Supertask:小噺

 落とし話は小噺、小話、小咄と書かれるが、これらはいずれも近代に入ってからの呼称。そんな小噺の格好の例がHilbertの「無限ホテル(正確にはHilbert’s Paradox of the Grand Hotel)」。無限(infinite)集合を認めると、有限(finite)集合の場合と全く違った奇妙な事態が物理世界で起こることを示すパラドックスを述べた小噺。
 客室が無限にあるホテルを仮定。もし客室数が有限なら、「満室である」と「もう1人も泊められない」とは同値であり、常識である。だが、客室数が無限になると、同値ではなくなる。つまり、非常識になる。無限ホテルが満室だとしよう。客室数に1, 2, 3, … と番号を付けておく。客が1人来たら、1号室にいた客を2号室へ、2号室の客を3号室へ、3号室の客を4号室へ、…、n 号室の客を n + 1 号室へ、…と順番に移す。客室は無限にあるから、新たな客は客を移動させて、空いた1号室に泊めればよい。こうして、新たな客は1人どころか、何人でもよいことになる。だから、「もう1人も泊められない」は誤りで、「満室である」とは同値ではない。これが無限場合の常識である。有限の場合の常識は無限になると非常識、無限の場合の常識は有限では非常識。
 現実の有限ホテルでは、奇数号室の数は全室数より少ないが、無限ホテルではそうではない。数学的には、全室からなる集合の基数(個数)は、その真部分集合である奇数号室すべての集合の基数と等しい。これこそ無限集合の特徴であり、こんなことは私たちの物理世界ではあり得ない。
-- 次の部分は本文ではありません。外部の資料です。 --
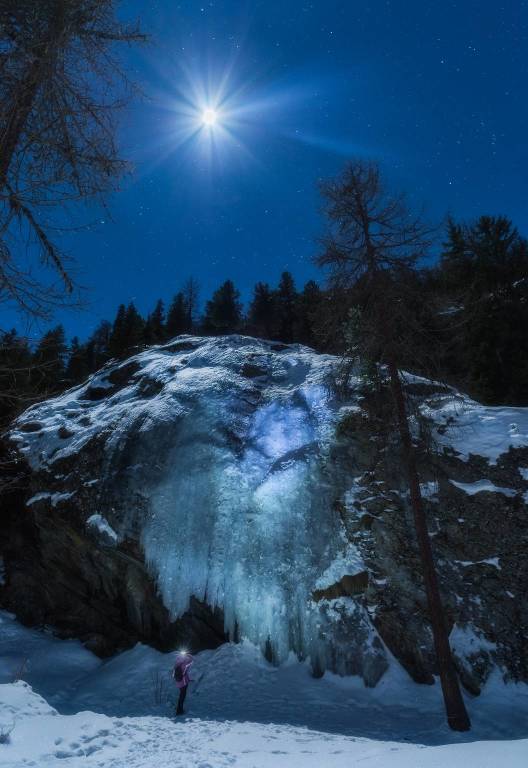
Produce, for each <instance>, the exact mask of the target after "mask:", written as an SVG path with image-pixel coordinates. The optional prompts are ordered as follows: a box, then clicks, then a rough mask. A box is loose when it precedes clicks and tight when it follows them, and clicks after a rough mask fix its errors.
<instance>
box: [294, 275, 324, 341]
mask: <svg viewBox="0 0 528 768" xmlns="http://www.w3.org/2000/svg"><path fill="white" fill-rule="evenodd" d="M321 302H322V291H321V289H320V288H319V286H318V285H317V283H316V282H315V280H309V281H308V282H307V283H306V285H305V286H304V288H303V290H302V292H301V293H300V294H299V296H298V299H297V308H296V320H295V329H294V341H298V342H300V343H301V344H306V345H307V346H309V347H314V346H316V331H315V328H316V323H317V318H318V317H319V314H320V305H321Z"/></svg>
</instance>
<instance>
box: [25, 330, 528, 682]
mask: <svg viewBox="0 0 528 768" xmlns="http://www.w3.org/2000/svg"><path fill="white" fill-rule="evenodd" d="M335 364H336V360H335V358H333V357H331V356H326V355H319V354H317V353H315V352H313V351H312V350H309V349H307V348H305V347H302V346H299V345H289V346H285V345H279V344H273V343H272V342H266V341H260V340H256V339H251V338H247V337H240V336H231V337H222V338H205V339H204V338H193V337H180V338H179V339H178V340H175V341H174V342H171V343H169V344H166V345H164V346H160V347H154V348H151V349H149V350H147V351H145V352H143V353H141V354H139V355H137V356H135V357H134V358H131V359H130V360H128V361H125V362H124V363H111V364H109V365H108V366H106V367H105V368H104V369H103V370H102V371H100V372H99V373H98V374H96V375H95V376H93V377H92V378H91V379H90V380H89V381H88V382H87V383H86V384H85V385H83V386H81V387H77V388H76V389H73V390H71V391H69V392H67V393H65V394H64V395H61V396H60V397H58V398H55V399H53V400H49V401H47V402H45V403H42V404H39V405H37V406H35V407H33V408H32V409H30V410H29V411H28V412H26V414H24V415H23V416H22V417H21V419H20V420H19V422H18V425H16V426H15V428H14V430H13V432H12V435H11V437H12V439H13V440H15V441H16V442H17V443H18V445H19V449H20V451H21V452H22V453H23V454H25V455H26V457H27V458H28V460H29V462H30V463H31V465H32V466H33V468H35V469H40V470H44V472H45V471H46V470H47V471H49V472H50V473H52V474H53V473H54V472H56V471H57V470H56V467H58V466H59V465H61V460H64V461H65V462H66V463H67V461H68V459H71V458H72V457H75V456H76V454H77V453H78V452H79V451H82V450H83V448H84V447H85V446H86V445H87V444H88V443H89V442H90V441H91V440H94V441H96V442H97V441H98V443H97V444H98V445H99V446H101V445H102V455H103V460H102V464H101V471H100V473H99V474H100V476H95V477H91V478H90V479H89V480H88V481H87V482H85V483H84V486H93V493H94V494H95V495H96V504H97V506H96V509H97V514H98V515H99V517H97V519H94V518H93V517H92V518H91V522H90V520H89V521H88V524H89V525H90V526H92V527H93V526H94V525H95V526H96V528H97V529H98V530H99V531H101V526H103V527H104V526H105V525H106V526H108V530H106V529H105V530H106V534H108V531H111V534H110V535H111V537H112V539H114V541H119V542H121V541H124V540H125V539H126V538H127V535H129V534H130V532H131V530H133V532H134V535H136V534H137V535H136V538H139V539H140V541H141V544H142V546H143V549H144V553H145V559H146V562H147V563H148V565H149V567H150V569H151V571H152V573H153V575H154V576H155V578H156V580H157V584H158V588H159V591H160V593H161V595H162V597H163V601H164V603H165V605H166V606H167V608H168V609H169V611H170V613H171V615H172V617H174V618H177V617H179V616H181V615H182V614H183V613H184V612H185V611H186V610H187V608H188V606H189V603H190V600H191V598H192V597H195V598H197V599H199V600H202V601H205V602H206V603H208V604H209V605H211V606H218V607H220V608H221V609H222V610H223V614H224V618H225V628H226V630H227V631H228V632H229V634H230V636H231V637H245V638H248V639H249V640H250V641H252V642H253V643H255V644H257V645H260V647H262V648H267V649H268V650H270V651H271V652H272V654H273V656H274V658H275V659H276V660H278V661H281V660H284V659H286V658H287V657H288V654H289V653H290V651H292V650H293V651H295V652H296V653H297V654H298V655H299V656H301V657H311V659H312V660H314V659H317V660H320V661H321V663H322V664H323V665H324V664H325V656H327V654H333V658H332V667H333V668H334V669H336V670H337V671H340V669H344V668H345V667H346V662H343V665H341V663H340V658H339V654H341V655H342V657H343V658H345V657H346V654H347V653H348V654H350V653H353V650H352V651H351V649H350V642H349V640H350V634H348V635H347V634H346V632H347V631H348V632H350V626H351V625H352V627H353V628H355V629H353V632H355V633H356V635H358V636H359V635H360V634H361V635H362V640H361V641H359V640H358V646H362V647H363V648H365V647H369V648H372V647H373V646H372V644H371V642H370V641H371V639H372V637H374V635H375V631H374V629H373V627H372V624H371V623H370V620H369V617H368V615H367V614H366V612H365V609H364V608H363V607H362V605H361V603H360V602H357V603H356V602H355V601H354V600H353V598H351V597H340V599H339V601H338V603H336V604H335V605H333V606H329V605H325V602H327V603H328V601H325V600H324V599H323V600H321V601H320V602H315V601H314V600H313V592H314V590H317V589H321V588H325V587H327V586H330V585H331V584H332V582H334V583H335V582H337V581H339V580H340V579H341V578H342V577H343V576H344V575H347V574H348V575H355V574H360V573H361V572H362V571H364V570H365V566H364V564H363V562H362V559H361V554H360V552H359V551H358V549H357V548H356V547H355V545H354V544H353V543H351V542H350V541H349V540H348V539H347V537H346V536H345V532H344V529H343V522H342V520H341V518H340V516H339V515H338V514H336V511H335V508H334V502H335V501H336V499H338V498H344V499H345V500H346V501H347V503H348V501H351V500H352V499H353V498H354V495H355V493H356V492H357V491H358V489H359V488H360V478H353V477H350V476H349V474H348V470H347V471H344V470H343V467H342V466H339V462H336V461H334V457H333V456H332V448H333V441H334V439H335V425H336V422H337V420H338V419H339V418H340V417H341V416H342V415H343V414H346V413H348V412H350V411H351V410H358V404H359V400H358V398H357V397H355V396H354V394H353V393H352V394H351V396H350V398H349V401H348V403H347V404H346V406H343V405H342V404H340V403H339V402H337V401H336V400H335V398H334V395H333V389H332V386H331V385H330V384H331V380H332V376H333V374H334V371H335ZM436 401H437V405H436V410H435V408H434V407H433V406H432V405H428V406H427V407H424V409H423V410H424V413H425V415H426V416H428V417H429V418H431V419H432V420H433V422H436V424H437V425H438V426H439V428H440V427H443V426H444V424H445V423H446V421H449V420H452V419H456V418H458V419H459V420H460V421H461V423H462V427H463V429H462V430H459V431H458V432H455V433H454V437H451V436H446V433H445V430H444V429H441V430H440V431H439V433H438V441H439V443H440V446H441V447H444V446H447V447H450V448H451V449H454V450H456V451H458V452H459V453H460V455H461V456H462V457H463V458H465V457H466V456H467V455H468V454H469V453H471V452H473V451H474V452H475V453H477V452H478V453H480V455H483V456H487V457H488V458H489V460H490V462H491V463H494V462H495V461H496V460H497V457H498V456H499V455H500V454H501V453H503V452H505V451H507V450H508V448H509V447H510V446H511V445H513V446H519V445H525V444H527V443H528V417H527V415H526V413H524V411H522V409H506V408H502V409H491V408H484V407H483V406H480V405H478V404H477V403H474V402H473V401H470V400H468V399H462V400H461V399H460V398H458V399H457V398H455V396H454V395H453V394H450V393H449V392H447V393H445V394H443V395H440V396H438V397H437V398H436ZM462 432H463V434H462ZM468 435H471V443H470V444H469V443H468V442H467V436H468ZM462 437H463V438H464V439H463V440H462ZM92 453H93V451H92ZM54 465H55V467H54ZM61 466H62V465H61ZM96 474H97V473H96ZM461 485H462V484H458V486H459V487H461ZM430 486H431V487H430V488H429V486H427V488H425V486H424V490H426V491H427V492H428V493H427V495H434V494H435V493H436V491H437V488H436V485H434V484H430ZM38 490H39V491H41V494H44V496H45V495H46V491H45V489H38ZM464 490H467V491H468V492H471V491H472V490H473V486H471V488H469V485H468V486H467V488H464ZM477 490H482V488H481V487H480V486H479V487H478V489H475V492H476V491H477ZM495 490H500V491H501V492H503V493H504V492H505V489H495ZM37 495H38V494H37ZM48 495H49V494H48ZM53 498H54V501H55V503H62V502H63V498H55V497H53ZM75 498H77V497H75ZM109 499H112V502H111V503H110V502H109V501H108V500H109ZM31 501H33V502H35V498H33V499H32V500H31ZM71 501H72V503H73V502H74V501H75V499H72V500H71ZM338 609H339V610H338ZM340 616H343V617H345V616H346V621H345V619H344V620H343V622H341V624H342V625H344V624H346V625H347V627H348V630H345V631H342V627H341V629H340V628H339V626H340V618H339V617H340ZM350 617H353V621H352V619H351V618H350ZM340 632H341V634H339V633H340ZM377 647H378V650H377V651H373V653H378V652H382V650H381V649H382V646H381V643H379V644H378V646H377ZM336 649H337V650H336Z"/></svg>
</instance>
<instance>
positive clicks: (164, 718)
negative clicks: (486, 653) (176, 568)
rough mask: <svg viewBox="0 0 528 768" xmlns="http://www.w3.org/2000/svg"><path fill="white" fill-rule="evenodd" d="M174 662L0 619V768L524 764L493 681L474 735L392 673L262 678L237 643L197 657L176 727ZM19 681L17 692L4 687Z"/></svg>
mask: <svg viewBox="0 0 528 768" xmlns="http://www.w3.org/2000/svg"><path fill="white" fill-rule="evenodd" d="M173 660H174V654H172V653H171V654H162V653H159V652H157V651H155V650H154V649H152V648H148V647H146V646H142V645H137V646H136V647H135V648H132V649H131V650H129V651H126V652H125V653H122V654H120V655H118V656H115V657H113V658H111V659H109V660H107V661H105V662H102V661H101V660H99V659H96V658H95V657H94V656H92V654H91V653H90V652H89V651H87V650H86V649H85V648H84V647H83V646H82V645H81V644H80V643H78V642H76V641H61V640H57V639H56V638H54V637H53V635H52V634H50V633H49V632H38V631H36V630H29V629H26V628H24V627H22V626H21V625H20V624H18V623H17V622H16V620H15V619H14V618H13V617H12V616H11V615H9V614H6V613H0V733H2V732H4V733H5V734H6V738H8V741H7V742H6V743H5V744H0V765H2V768H22V766H27V765H35V766H39V768H40V767H42V768H51V766H64V767H65V768H66V767H67V766H101V767H102V766H105V768H125V767H126V768H130V767H131V768H140V767H141V768H165V766H167V767H168V766H171V768H172V767H173V766H176V768H177V767H178V766H182V767H183V766H186V767H188V768H194V767H196V768H222V767H223V766H235V767H238V768H271V767H273V768H274V767H275V766H277V767H278V768H280V767H281V766H288V768H297V767H298V768H305V767H307V768H311V766H314V768H315V766H324V767H325V768H326V766H329V768H342V767H343V768H344V767H345V766H347V768H349V766H350V765H355V764H356V762H357V763H358V764H360V765H362V766H363V765H365V766H373V767H376V768H381V766H388V767H389V768H390V767H391V766H394V768H428V767H429V766H430V767H431V768H437V767H439V766H447V765H449V766H450V768H459V767H460V768H467V766H475V768H477V767H478V768H481V766H482V768H486V766H489V768H492V767H493V768H496V766H497V763H498V762H499V761H502V762H503V763H504V764H506V765H508V766H509V768H520V766H521V765H522V766H524V764H525V761H526V757H527V755H528V741H527V740H526V737H527V736H528V725H527V723H528V686H522V685H518V686H515V685H504V684H503V683H502V682H501V681H500V679H499V678H498V676H495V678H494V679H493V680H491V681H489V682H488V684H487V686H486V688H485V689H484V692H483V694H482V695H481V696H479V697H478V698H472V697H469V696H467V697H466V701H467V705H468V708H469V710H470V713H471V717H472V721H473V730H472V731H471V732H469V733H466V734H455V733H453V732H452V731H450V730H449V729H448V728H447V726H446V724H445V717H444V713H443V710H442V702H441V697H440V690H439V685H438V684H436V685H434V686H419V685H416V684H414V683H412V682H411V681H410V679H409V678H408V676H407V675H406V674H405V673H404V672H403V671H402V670H401V669H400V668H399V666H398V665H397V664H396V663H394V662H393V663H392V665H391V669H390V671H389V673H388V674H387V675H385V676H384V678H383V679H382V681H381V682H380V684H379V685H378V686H377V687H376V688H375V689H367V688H365V687H364V685H363V684H362V683H361V681H360V680H359V679H358V678H347V679H345V678H339V677H337V676H335V675H331V674H328V673H327V674H326V675H325V676H324V677H323V678H322V679H320V680H315V679H314V678H313V677H311V675H310V674H309V669H308V666H307V665H306V664H301V663H299V662H297V661H294V660H293V658H290V659H289V661H288V662H287V663H286V664H285V665H283V666H282V667H279V668H278V667H273V666H272V665H270V664H268V663H267V662H266V661H265V660H264V659H263V658H262V656H261V654H260V652H259V650H258V649H257V648H255V647H254V646H251V645H249V644H248V643H243V644H240V645H233V644H226V645H224V646H222V647H221V648H219V649H218V650H217V651H206V652H204V653H201V654H198V656H197V658H196V662H195V667H194V671H193V675H192V676H193V683H192V684H191V687H190V693H189V696H188V701H187V709H188V716H187V717H185V718H184V719H183V720H180V719H178V720H176V721H174V719H173V718H172V715H173V712H174V701H175V696H176V692H175V689H174V686H173V684H171V681H170V669H171V666H172V663H173ZM18 676H20V677H21V678H22V680H24V681H27V682H22V680H19V681H18V682H16V683H13V682H11V681H12V680H13V677H18ZM30 685H31V686H32V688H30ZM47 702H50V704H48V703H47ZM51 705H52V706H51ZM58 713H61V714H58Z"/></svg>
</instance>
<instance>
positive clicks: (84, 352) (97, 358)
mask: <svg viewBox="0 0 528 768" xmlns="http://www.w3.org/2000/svg"><path fill="white" fill-rule="evenodd" d="M123 309H124V307H123ZM111 336H112V325H111V323H109V322H108V321H107V320H103V321H102V322H101V323H100V324H99V325H98V326H97V328H96V329H95V331H94V332H93V333H92V335H91V336H90V338H89V339H88V341H87V342H86V344H84V345H83V347H84V354H85V358H86V366H87V369H88V372H89V373H93V372H94V371H98V370H99V369H100V368H101V367H102V366H103V365H104V364H105V363H106V362H108V360H110V358H111V357H112V353H111V352H110V339H111Z"/></svg>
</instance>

*What is known as "Hilbert's hotel" is a story of an hotel with infinitely many rooms that illustrates the bizarre consequences of assuming an infinity of objects or events in the world. For a long time it has remained unknown whether David Hilbert actually proposed this thought experiment, or it was merely a piece of mathematical folklore. It turns out that Hilbert introduced his hotel in a lecture of January 1924. The counter-intuitive hotel only became known in 1947, when George Gamow described it in his book.